Milan averages 70 percent more rain a year than London, and for anyone who has sat in an office with a flannel chalk stripe damp from a morning rain and giving off the unmistakable aroma of wet sheep, one suspects that the Milanese had more than _spretzatura_ in mind: Barbour wax cotton has been keeping people dry since 1894, when John Barbour started producing oilskins for outdoor laborers in the English port city of South Shields.

"I call it 'function for fashion,' " says Thomas P. Hooven, general manager of Barbour USA. "A functional garment becomes fashionable _because_ of its function."

Hooven works out of the company's North American headquarters in Milford, New Hampshire, where I have come this bright morning with my Barbour obsession in full flower.

"You're not alone," says Hooven. "We hear from people all the time who have had their coats fifteen, twenty years, and feel nervous sending them in for repairs."

Barbour, still a family-owned company, has been repairing, re-waxing and altering its coats since its founding. In New Hampshire the tradition lives on in the cavernous warehouse, where three tailors sit behind sewing machines. I hand my Beaufort to Lisa ******. Her first move is to bind the sleeve cuffs with green leather, an easy task. Next comes the hard part: I want an inside pocket added.

"What's interesting," says ******, "is that you're not working from a pattern. You have to think about it before you cut."

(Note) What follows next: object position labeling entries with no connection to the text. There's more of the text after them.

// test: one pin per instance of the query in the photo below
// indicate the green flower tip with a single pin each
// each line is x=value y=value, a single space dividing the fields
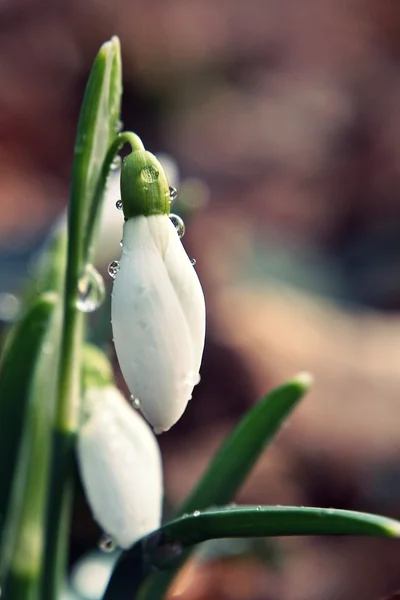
x=96 y=369
x=304 y=380
x=110 y=45
x=393 y=528
x=144 y=186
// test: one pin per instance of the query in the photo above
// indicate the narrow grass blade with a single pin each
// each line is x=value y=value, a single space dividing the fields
x=16 y=373
x=22 y=548
x=264 y=521
x=232 y=463
x=243 y=446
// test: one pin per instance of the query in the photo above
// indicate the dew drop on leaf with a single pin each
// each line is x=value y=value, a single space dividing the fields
x=150 y=174
x=91 y=290
x=178 y=223
x=173 y=193
x=116 y=163
x=106 y=543
x=113 y=268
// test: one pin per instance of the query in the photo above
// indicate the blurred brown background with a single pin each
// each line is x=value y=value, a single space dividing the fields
x=286 y=116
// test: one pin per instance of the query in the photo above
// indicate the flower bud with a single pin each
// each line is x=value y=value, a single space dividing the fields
x=144 y=186
x=120 y=466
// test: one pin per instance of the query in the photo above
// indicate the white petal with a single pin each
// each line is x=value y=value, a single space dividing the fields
x=151 y=335
x=120 y=465
x=190 y=293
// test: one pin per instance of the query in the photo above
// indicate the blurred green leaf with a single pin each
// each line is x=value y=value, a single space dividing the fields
x=16 y=373
x=262 y=521
x=165 y=547
x=229 y=468
x=97 y=131
x=234 y=460
x=243 y=446
x=22 y=548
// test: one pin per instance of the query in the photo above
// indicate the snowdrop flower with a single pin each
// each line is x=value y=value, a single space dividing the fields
x=158 y=310
x=120 y=466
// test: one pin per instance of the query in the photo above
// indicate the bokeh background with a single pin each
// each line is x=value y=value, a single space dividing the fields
x=283 y=119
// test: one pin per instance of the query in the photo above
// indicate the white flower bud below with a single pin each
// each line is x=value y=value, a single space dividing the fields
x=158 y=319
x=120 y=466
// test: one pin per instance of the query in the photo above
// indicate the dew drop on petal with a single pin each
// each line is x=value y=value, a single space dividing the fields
x=158 y=430
x=135 y=402
x=149 y=174
x=173 y=193
x=116 y=163
x=91 y=290
x=178 y=223
x=119 y=125
x=106 y=543
x=113 y=269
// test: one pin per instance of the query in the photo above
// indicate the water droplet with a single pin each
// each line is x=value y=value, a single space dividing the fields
x=159 y=430
x=119 y=125
x=150 y=174
x=91 y=290
x=178 y=223
x=106 y=543
x=116 y=163
x=113 y=269
x=10 y=307
x=135 y=402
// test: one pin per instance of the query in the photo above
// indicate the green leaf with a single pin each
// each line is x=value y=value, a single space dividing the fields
x=97 y=132
x=243 y=446
x=232 y=463
x=261 y=521
x=16 y=373
x=22 y=548
x=163 y=548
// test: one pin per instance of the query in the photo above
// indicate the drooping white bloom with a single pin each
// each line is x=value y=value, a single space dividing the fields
x=158 y=319
x=120 y=467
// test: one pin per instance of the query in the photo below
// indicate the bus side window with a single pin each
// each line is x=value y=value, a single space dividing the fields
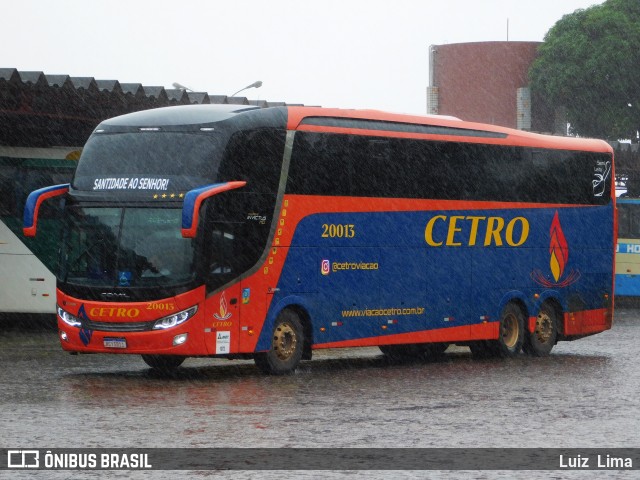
x=634 y=224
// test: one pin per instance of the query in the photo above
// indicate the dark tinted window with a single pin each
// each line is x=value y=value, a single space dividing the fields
x=329 y=164
x=256 y=157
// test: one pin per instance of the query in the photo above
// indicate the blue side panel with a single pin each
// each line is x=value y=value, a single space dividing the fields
x=627 y=285
x=387 y=278
x=32 y=200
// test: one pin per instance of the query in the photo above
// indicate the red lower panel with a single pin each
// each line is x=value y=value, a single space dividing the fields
x=586 y=322
x=483 y=331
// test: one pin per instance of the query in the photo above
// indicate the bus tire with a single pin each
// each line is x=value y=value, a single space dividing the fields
x=428 y=351
x=541 y=341
x=163 y=363
x=511 y=338
x=287 y=346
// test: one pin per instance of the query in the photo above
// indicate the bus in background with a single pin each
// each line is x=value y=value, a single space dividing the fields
x=27 y=264
x=628 y=248
x=239 y=232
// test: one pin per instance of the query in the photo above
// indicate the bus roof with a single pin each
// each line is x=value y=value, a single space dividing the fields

I felt an anxious twinge when she slit the tartan lining, but soon she had made a pocket with a snap closure from scratch, and inserted it into my Beaufort.

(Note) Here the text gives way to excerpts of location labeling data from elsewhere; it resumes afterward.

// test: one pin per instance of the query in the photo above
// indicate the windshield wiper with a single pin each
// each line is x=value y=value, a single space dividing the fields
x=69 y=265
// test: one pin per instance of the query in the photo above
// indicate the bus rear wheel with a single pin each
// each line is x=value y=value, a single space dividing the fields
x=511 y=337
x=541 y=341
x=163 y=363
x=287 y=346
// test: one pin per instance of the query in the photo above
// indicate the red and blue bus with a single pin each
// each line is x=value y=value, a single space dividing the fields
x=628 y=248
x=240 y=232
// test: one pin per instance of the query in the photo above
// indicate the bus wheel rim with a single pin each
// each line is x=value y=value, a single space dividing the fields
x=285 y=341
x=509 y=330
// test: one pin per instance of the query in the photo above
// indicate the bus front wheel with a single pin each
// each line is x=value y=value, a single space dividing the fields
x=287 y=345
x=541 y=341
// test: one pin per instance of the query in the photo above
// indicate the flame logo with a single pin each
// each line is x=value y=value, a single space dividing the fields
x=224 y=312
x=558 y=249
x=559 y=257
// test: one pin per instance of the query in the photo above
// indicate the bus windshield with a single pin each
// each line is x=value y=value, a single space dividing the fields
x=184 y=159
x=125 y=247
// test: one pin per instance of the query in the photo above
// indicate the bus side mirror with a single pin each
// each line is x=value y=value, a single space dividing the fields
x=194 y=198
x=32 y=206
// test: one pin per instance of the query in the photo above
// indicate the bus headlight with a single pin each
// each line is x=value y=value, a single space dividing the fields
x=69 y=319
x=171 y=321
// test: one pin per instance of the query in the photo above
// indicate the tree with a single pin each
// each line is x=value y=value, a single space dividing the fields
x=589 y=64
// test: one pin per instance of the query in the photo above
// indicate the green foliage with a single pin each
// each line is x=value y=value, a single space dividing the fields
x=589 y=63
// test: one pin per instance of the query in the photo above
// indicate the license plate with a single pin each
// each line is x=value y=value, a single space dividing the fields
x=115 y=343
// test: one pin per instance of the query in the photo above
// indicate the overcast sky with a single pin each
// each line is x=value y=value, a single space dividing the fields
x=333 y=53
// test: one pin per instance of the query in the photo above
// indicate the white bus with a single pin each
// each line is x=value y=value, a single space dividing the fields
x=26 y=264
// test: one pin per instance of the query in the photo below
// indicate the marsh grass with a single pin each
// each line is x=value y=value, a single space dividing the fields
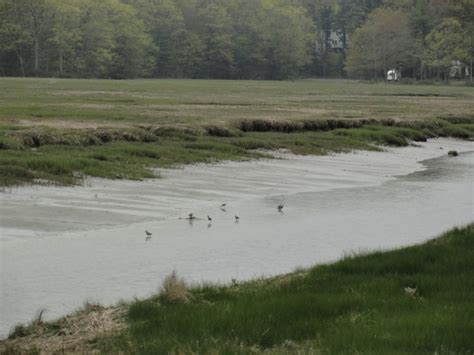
x=59 y=131
x=66 y=156
x=356 y=305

Next, I go see Hector Estrella, who handles the re-waxes at a table that resembles a combination sushi bar and hash-house grill. The tabletop is heated to 170 degrees; the wax to 250 degrees; and Hector spreads it over my coat gently and evenly.

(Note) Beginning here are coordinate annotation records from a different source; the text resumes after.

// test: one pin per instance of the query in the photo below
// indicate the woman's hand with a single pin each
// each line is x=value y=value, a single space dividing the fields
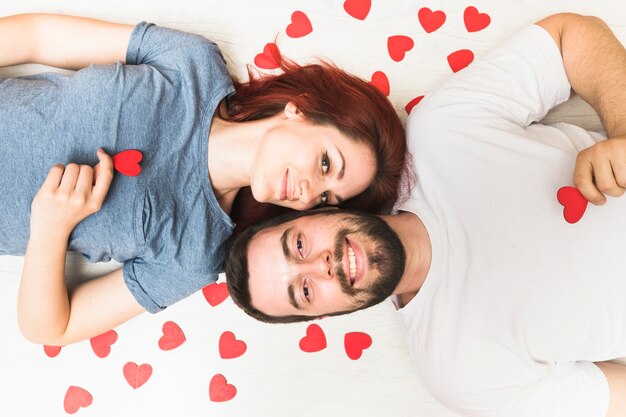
x=601 y=169
x=68 y=195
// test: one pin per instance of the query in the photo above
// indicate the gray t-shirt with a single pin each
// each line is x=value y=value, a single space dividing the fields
x=165 y=225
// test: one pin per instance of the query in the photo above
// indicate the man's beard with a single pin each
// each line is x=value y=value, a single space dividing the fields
x=385 y=255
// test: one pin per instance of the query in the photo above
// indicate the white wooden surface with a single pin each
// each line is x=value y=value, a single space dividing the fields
x=274 y=377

I don't have the space here to do justice to my feelings about Barbours-how their classically beautiful and practical design tie them to a tradition of quality and pride of workmanship that seems even more valuable today when traditions vanish in all the time it takes to delete an e-mail from your in-box.

Nor can I fully explain what happened when I arrived home, and my wife informed me that she wants to buy a Bedale.

Call me crazy, but I believe before long I won't be the only member of our household sitting on the couch in a Barbour.


----------



## phyrpowr (Aug 30, 2009)

^^ Pgolden, your wife just may be right about the crazy, but I like your style!


----------



## williamson (Jan 15, 2005)

Pgolden said:


> Here is a short piece I wrote on Barbours. Of course, the coat is from England, but wearing it for dress--in town, as the British say--was a style, I believe, that came from Milan...
> "Twenty-five years ago," Boyer explains, "I was in Milan and saw men wearing suits under Barbours. _Sprezzatura_-purposeful nonchalance- is central to Italian style, and it often translates into mixing the formal and informal. I think we've adopted the Italian idea."...Barbour wax cotton has been keeping people dry since 1894, when John Barbour started producing oilskins for outdoor labourers in the English port city of South Shields.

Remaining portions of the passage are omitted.